Respondeu já se dirigindo ao curral para selar os cavalos:
- Preciso de você aqui para ajudar a colocar os latões nas carroças. Eu dou conta lá sozinha.
Com vários homens doentes, os outros que estavam trabalhando tiveram que remanejar as tarefas, então Marina resolveu ela mesma ir atrás de uns gados que arrebentaram a cerca e passaram para o pasto do vizinho. Estava no curral, terminando de apertar a sela do seu cavalo quando ouviu o barulho dos pingentes atrás de si. Era a forma que Sininho usava para anunciar sua presença, já que não falava. E foi daí que os homens arrumaram o apelido que todos usavam para a moça, uma vez que ninguém sabia seu verdadeiro nome.
- Seu cavalo já está pronto, só preciso que você leve essas cordas na sua sela.
Marina recebeu um aceno de cabeça como resposta, antes da empregada montar no animal. Seguiram pela estrada em direção ao pasto, com Marina um pouco mais à frente, em silêncio. No começo até tentou perguntar umas coisas, mas era difícil a comunicação e se sentiu uma idiota falando sozinha.
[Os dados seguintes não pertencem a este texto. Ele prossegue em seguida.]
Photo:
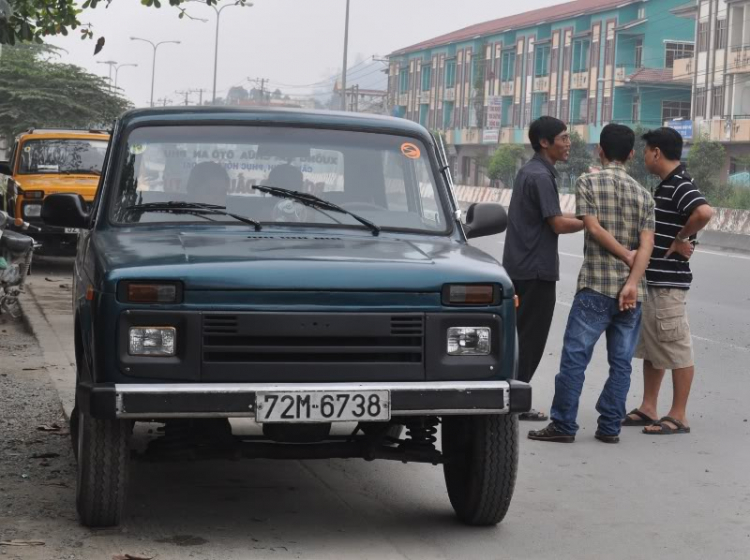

Já Sininho se sentiu aliviada quando Marina enfim parou de falar. Nutria por ela uma mistura de ódio e rancor. Via em Marina a culpada por sua vida se transformar no que era agora. Em todos aqueles anos que passou naquela fazenda, não teve um dia em que não planejou uma vingança. Imaginava, até hoje, a forma com que acabaria com ela. A princípio queria matá-la da maneira mais sádica possível, depois achou que a morte seria um presente, era melhor deixá-la viver para ver tudo que construiu, às custas de dor e sofrimento alheios, desmoronar. Queria que ela sentisse na pele o que era perder absolutamente tudo e todos e ter que continuar existindo.
Marina parou o cavalo e apontou para a cerca arrebentada à sua frente:
- É aqui, Sininho. Vamos entrar.
Seguiram pasto adentro, enquanto procuravam por algum sinal dos animais, até os avistarem pastando. Marina desceu do cavalo devagar, seguida por Sininho.
Antes de ir em direção aos animais, deu a ordem:
- Amarre os cavalos e depois volte aqui para cercar os gados, enquanto eu toco os bichos de lá.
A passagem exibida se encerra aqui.